Il maglio della povertà sta condannando il Paese asiatico a drammi per i più impossibili anche solo da immaginare. E basta recarsi nel quartiere di Sharak, nella periferia della capitale, dove in una casa di terra battuta vive Awa Akbari, una donna hazara di 28 anni e madre di quattro figli, per rendersi conto, in modo tangibile, di che cosa sia la disperazione e cosa sia l’Afghanistan di oggi, una terra infettata da una tragedia tanto spietata da far dubitare persino del significato stesso della parola speranza.
Un sacco del WFP è l’unico bene di cui dispone la donna, intorno a lei quattro bambini, seduti su un tappeto, osservano stanchi i visitatori: ‘’Il mio bambino più grande deve essere sottoposto a un’operazione al cervello e non ho i soldi per pagare l’intervento. Io non ho niente.” Racconta la madre che prosegue spiegando: “Il cibo mi viene dato grazie agli aiuti umanitari. Non ho un solo centesimo e l’unica cosa che posso fare per pagare le cure di mio figlio è vendere la mia figlia più piccola! La vendo per 1200 dollari e vendo lei perché è la più piccola, ha solo tre anni ,e non può rendersi conto di quello che sto facendo”.

Ha gli occhi impietriti da un dolore senza colpe e senza remissione Awa, ma conserva ancora la pervicace tenacia materna di credere in un domani per i suoi figli; nonostante i talebani, nonostante la crisi alimentare e le illusioni inoculate in vent’anni di intervento militare, nonostante le promesse fatte a vuoto e le rivalse postume contro il nuovo governo ma sulla pelle della popolazione afghana: “Lo faccio per i miei figli.

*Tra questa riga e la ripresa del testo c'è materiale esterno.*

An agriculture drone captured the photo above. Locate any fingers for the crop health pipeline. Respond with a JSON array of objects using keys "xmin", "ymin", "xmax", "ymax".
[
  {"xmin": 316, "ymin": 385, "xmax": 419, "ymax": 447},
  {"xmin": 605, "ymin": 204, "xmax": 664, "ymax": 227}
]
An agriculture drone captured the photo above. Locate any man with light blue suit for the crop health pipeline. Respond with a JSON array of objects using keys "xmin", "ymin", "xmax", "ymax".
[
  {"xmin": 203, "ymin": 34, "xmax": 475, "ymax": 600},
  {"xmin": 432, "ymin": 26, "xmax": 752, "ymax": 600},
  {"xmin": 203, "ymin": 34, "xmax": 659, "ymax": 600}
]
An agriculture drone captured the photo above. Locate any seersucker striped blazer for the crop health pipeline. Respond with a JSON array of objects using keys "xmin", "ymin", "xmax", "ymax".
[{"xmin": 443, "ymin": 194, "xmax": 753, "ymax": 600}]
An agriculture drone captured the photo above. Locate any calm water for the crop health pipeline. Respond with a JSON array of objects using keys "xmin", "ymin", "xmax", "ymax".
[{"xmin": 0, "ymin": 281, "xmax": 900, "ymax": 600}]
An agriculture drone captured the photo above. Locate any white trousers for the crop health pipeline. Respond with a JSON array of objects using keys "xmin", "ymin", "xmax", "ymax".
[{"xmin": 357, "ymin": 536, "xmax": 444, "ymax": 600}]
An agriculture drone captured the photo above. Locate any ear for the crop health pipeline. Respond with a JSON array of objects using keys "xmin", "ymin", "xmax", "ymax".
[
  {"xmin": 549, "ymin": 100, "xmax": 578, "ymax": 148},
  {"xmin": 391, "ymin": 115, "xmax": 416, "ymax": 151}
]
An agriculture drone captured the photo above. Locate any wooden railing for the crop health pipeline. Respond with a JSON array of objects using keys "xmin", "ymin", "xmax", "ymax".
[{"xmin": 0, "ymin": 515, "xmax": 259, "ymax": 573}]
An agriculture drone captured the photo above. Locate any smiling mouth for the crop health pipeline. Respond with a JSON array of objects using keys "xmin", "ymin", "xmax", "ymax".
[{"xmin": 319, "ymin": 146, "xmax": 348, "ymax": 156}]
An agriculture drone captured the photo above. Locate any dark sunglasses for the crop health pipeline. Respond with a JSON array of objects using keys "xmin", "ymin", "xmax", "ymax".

Solo per loro. Come pensate che mi senta a vendere mia figlia? Ma non ho altre scelte. Lo faccio per permettere a mio figlio di essere curato e alla mia piccola di avere un futuro. Prego che chi la prende le garantisca un domani e le consenta di vivere, di studiare, di avere una bella vita. Non come me che non ho nulla. La mia non è una vita”.
C’è solo una foto, nella casa di Awa; una foto che la ritrae insieme ai suoi figli e che ha il potere di ricordare a lei, ma anche noi, che c’è stato un passato migliore, anche felice, in Afghanistan.